Hay que decirlo sin rodeos: en México, la servidumbre no solo se tolera, se goza. Nos gusta que nos sirvan. Nos encanta que alguien nos cargue la bolsa, abra la puerta, eche gasolina, acomode los productos en el súper y, de paso, nos sonría como si fuéramos nobles en la corte novohispana. Suponemos, de ahí viene.
Aquí la dignidad se mide en qué tanto puedes evitar hacer por ti mismo y qué tanto puedes delegarle al pobre cabrón que gana por propina. Y con equidad de género, pero cabrona suena muy potente.
Ahora, con bombo legislativo —aprobado unánimemente en el Congreso hace una semana— se nos quiere vender como «avance social» el que cerillitos, despachadores de gasolina y vendedores en estadios tengan derecho a un salario mínimo. ¿Hasta ahora se les ocurrió que eso eran trabajos? ¿Lo son? Reforma con cara de justicia, pero cuerpo de remiendo. Una iniciativa que, como tantas otras, confirma que preferimos maquillar el cadáver que enterrarlo.
En México no solo toleramos la servidumbre. La celebramos, la institucionalizamos, le damos bata, mandil, franela y gorra con logotipo. Nos tranquiliza. Nos ordena el día. Nos ahorra las molestias. Por eso, más que un modelo económico, la precariedad es tradición. Y eso que llamamos trabajo —esa palabra que usamos seguido como sinónimo de esfuerzo sin sentido— es muchas veces un ritual de sumisión colectiva.
No se trata solo del Congreso. Esto sucede con la venia entusiasta de la sociedad mexicana, que cada vez que puede, se sienta en el trono moral del «es que yo sí dejo buena propina» como si eso fuera redención. Somos una sociedad que ama la servidumbre funcional. No la que esclaviza abiertamente, sino la que disfraza el abuso con familiaridad. «Ahí le dejo joven», decimos al darle diez pesos a un adulto mayor que pasa diez horas parado por una propina embolsando abarrotes. Y creemos que eso es justicia. Un salario mínimo es menos que esos diez pesos cada diez minutos. Y creemos que eso es justicia.
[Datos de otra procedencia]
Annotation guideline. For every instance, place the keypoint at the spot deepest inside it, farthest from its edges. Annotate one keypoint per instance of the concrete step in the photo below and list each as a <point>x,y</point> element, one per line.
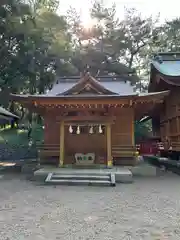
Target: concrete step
<point>93,177</point>
<point>106,179</point>
<point>79,181</point>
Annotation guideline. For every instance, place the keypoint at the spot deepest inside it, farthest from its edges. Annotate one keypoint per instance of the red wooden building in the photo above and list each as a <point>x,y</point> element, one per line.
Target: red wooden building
<point>165,75</point>
<point>91,121</point>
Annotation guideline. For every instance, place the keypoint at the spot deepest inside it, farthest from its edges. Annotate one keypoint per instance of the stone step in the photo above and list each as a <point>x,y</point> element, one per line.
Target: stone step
<point>102,177</point>
<point>79,181</point>
<point>106,179</point>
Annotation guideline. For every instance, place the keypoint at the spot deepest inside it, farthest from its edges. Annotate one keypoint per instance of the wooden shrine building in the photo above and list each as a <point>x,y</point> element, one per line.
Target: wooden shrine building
<point>165,75</point>
<point>90,121</point>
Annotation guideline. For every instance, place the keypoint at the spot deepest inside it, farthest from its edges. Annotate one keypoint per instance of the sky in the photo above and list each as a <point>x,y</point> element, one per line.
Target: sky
<point>168,9</point>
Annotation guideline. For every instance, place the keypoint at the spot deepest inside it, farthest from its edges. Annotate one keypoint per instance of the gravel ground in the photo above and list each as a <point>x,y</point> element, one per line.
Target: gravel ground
<point>146,209</point>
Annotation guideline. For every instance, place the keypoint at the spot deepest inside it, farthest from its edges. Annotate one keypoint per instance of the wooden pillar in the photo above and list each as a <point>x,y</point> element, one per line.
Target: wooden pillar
<point>61,155</point>
<point>132,129</point>
<point>109,146</point>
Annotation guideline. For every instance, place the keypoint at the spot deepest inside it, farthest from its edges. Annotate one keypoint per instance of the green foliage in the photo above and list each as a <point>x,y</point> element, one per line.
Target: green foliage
<point>20,136</point>
<point>37,44</point>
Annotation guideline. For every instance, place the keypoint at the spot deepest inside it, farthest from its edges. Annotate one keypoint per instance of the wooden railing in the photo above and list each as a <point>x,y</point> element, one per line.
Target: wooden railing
<point>48,150</point>
<point>175,146</point>
<point>123,151</point>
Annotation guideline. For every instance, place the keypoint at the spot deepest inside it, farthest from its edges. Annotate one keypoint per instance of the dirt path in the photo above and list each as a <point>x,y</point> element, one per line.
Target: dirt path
<point>147,209</point>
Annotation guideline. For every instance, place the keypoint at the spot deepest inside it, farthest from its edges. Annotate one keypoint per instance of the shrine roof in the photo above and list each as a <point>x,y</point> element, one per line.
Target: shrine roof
<point>113,85</point>
<point>4,114</point>
<point>167,67</point>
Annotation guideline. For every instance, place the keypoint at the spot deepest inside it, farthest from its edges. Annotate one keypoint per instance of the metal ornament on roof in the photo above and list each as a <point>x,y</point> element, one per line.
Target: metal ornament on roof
<point>100,129</point>
<point>70,129</point>
<point>91,130</point>
<point>78,130</point>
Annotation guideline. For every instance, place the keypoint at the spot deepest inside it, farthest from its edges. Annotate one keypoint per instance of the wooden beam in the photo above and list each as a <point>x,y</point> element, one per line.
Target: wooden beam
<point>61,155</point>
<point>109,150</point>
<point>98,119</point>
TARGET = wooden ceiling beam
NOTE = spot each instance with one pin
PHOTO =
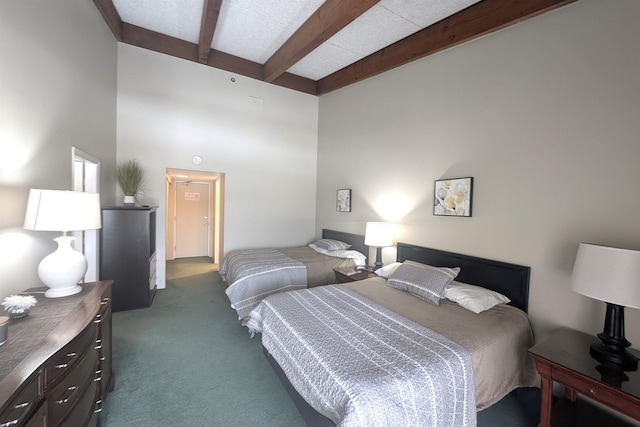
(330, 18)
(210, 13)
(475, 21)
(161, 43)
(110, 16)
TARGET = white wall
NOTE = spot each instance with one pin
(262, 137)
(544, 115)
(57, 90)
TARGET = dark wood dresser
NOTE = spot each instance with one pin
(56, 367)
(128, 255)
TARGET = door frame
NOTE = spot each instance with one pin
(216, 203)
(85, 176)
(210, 215)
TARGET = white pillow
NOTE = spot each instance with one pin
(318, 249)
(331, 244)
(424, 281)
(388, 269)
(359, 258)
(473, 298)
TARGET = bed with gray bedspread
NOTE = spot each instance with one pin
(254, 274)
(355, 361)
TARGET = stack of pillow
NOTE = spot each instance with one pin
(338, 249)
(435, 283)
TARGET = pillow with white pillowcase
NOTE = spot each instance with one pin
(388, 269)
(474, 298)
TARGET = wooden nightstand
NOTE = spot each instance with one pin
(564, 358)
(344, 275)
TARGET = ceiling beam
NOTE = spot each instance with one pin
(147, 39)
(330, 18)
(473, 22)
(110, 16)
(210, 13)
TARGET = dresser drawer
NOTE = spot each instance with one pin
(22, 404)
(65, 360)
(84, 409)
(597, 391)
(73, 387)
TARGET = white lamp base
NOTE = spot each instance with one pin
(63, 269)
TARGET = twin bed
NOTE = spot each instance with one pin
(365, 353)
(254, 274)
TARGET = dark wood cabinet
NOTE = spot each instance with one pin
(564, 358)
(56, 365)
(128, 255)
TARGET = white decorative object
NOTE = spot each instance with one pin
(54, 210)
(18, 305)
(379, 235)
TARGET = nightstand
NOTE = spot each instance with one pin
(349, 274)
(564, 358)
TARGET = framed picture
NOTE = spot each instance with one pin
(343, 201)
(453, 197)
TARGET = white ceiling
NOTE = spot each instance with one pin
(255, 29)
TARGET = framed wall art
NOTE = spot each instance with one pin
(343, 200)
(453, 197)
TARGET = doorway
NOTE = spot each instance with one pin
(193, 223)
(194, 220)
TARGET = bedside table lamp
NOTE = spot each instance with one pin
(378, 234)
(54, 210)
(611, 275)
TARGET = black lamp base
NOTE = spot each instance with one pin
(614, 355)
(378, 263)
(613, 349)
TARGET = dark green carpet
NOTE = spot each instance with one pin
(186, 361)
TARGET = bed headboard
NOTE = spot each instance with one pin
(509, 279)
(355, 240)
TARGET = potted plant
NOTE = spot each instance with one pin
(130, 176)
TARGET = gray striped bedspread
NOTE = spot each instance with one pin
(361, 364)
(254, 274)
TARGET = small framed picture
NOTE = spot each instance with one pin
(343, 200)
(453, 197)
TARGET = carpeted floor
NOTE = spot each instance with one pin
(187, 361)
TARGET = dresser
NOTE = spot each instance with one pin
(56, 365)
(128, 255)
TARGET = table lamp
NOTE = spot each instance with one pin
(611, 275)
(379, 235)
(54, 210)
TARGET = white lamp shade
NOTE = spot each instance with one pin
(607, 274)
(378, 234)
(55, 210)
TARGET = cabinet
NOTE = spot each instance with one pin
(128, 255)
(56, 364)
(564, 358)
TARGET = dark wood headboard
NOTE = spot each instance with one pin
(355, 240)
(509, 279)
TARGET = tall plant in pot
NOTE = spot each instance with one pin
(130, 176)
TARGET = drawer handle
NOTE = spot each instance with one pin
(72, 355)
(15, 421)
(70, 392)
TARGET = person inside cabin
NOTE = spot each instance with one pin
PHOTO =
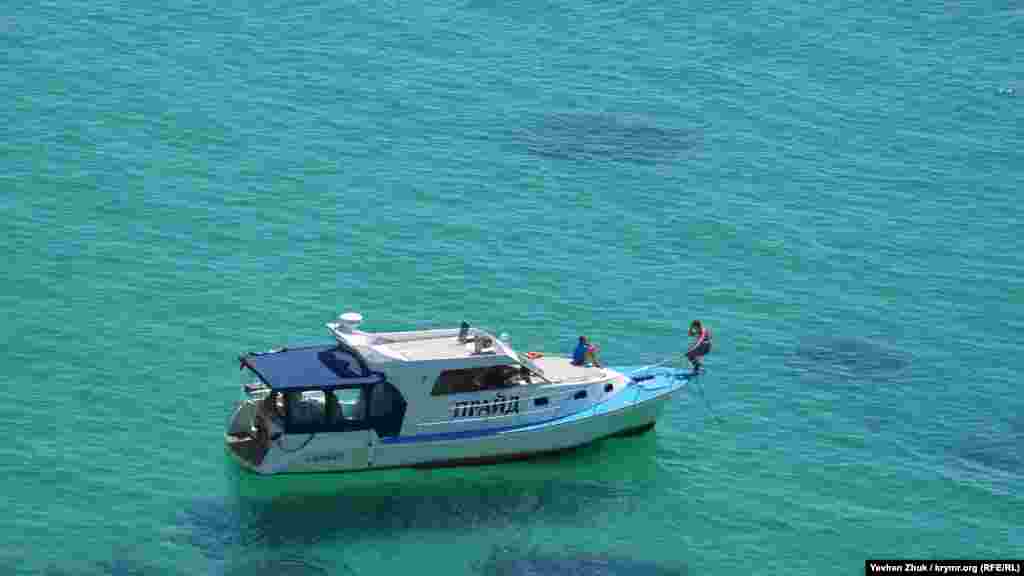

Lo verdaderamente doloroso no es que existan empleos absurdos en su mecánica y crueles en su compensación. Lo trágico es que los preservamos con afecto. Admitir que ciertos empleos deben desaparecer sería una traición a nuestro ADN clasista. Ese que viene de Mesoamérica, de la Nueva España, de sociedades que aún no se civilizan.
Nos encanta que alguien nos sirva, nos obedezca, nos sonría, nos diga «jefe», «patrón», «marchanta», «joven». No nos interesa la eficiencia o la justicia social, sino la fantasía del poder. Que el otro exista solo para facilitarnos la vida. Por eso el autoservicio no termina de gustar en México. Por eso preferimos pagar con propina que con sueldo.
Y cuando la 4T decide reducir la jornada laboral a 40 horas, hacemos fiesta como si hubiéramos inventado la rueda. Aquí, el trabajo sigue siendo penitencia, castigo y estatus. Se deja a la gente trabajar 46, 50, 54 horas por semana no para obtener trabajo de ellos, sino para dejarlos sumisos. Su tiempo es mío. Les poseo.
El gran crimen no es legislativo, es cultural. Es una sociedad que quiere avanzar, pero no soltar sus lastres. Que quiere derechos sin renunciar a sus privilegios.
La paradoja es fascinante: por primera vez en la historia de la humanidad, podemos imaginar un mundo donde las tareas serviles sean realizadas por máquinas. Sin cansancio, sin humillación, sin necesidad de propina. Pero ese futuro requiere decisión, inteligencia, voluntad política… y un mínimo de desapego al placer de mandar. ¿Estamos dispuestos?
No solo se trata de reemplazar personas, sino de liberarles del yugo de la simulación. De dejar de inventar empleos que solo existen para sostener jerarquías. De admitir, con madurez histórica, que hay trabajos que ya no deben ser, y otros que aún no existen pero que podemos construir.
El futuro, si queremos que sea menos miserable que el pasado, no necesita más servidumbres humanas. Necesita máquinas bien programadas y sociedades bien educadas. Menos aplausos al sacrificio y más exigencias de dignidad. Con eficiencia, con ciencia, con tecnología. Con la superabundancia que solo trae la técnica bien aplicada. Menos discursos heroicos sobre «el que lucha cada día» y más condiciones que permitan no tener que luchar tanto.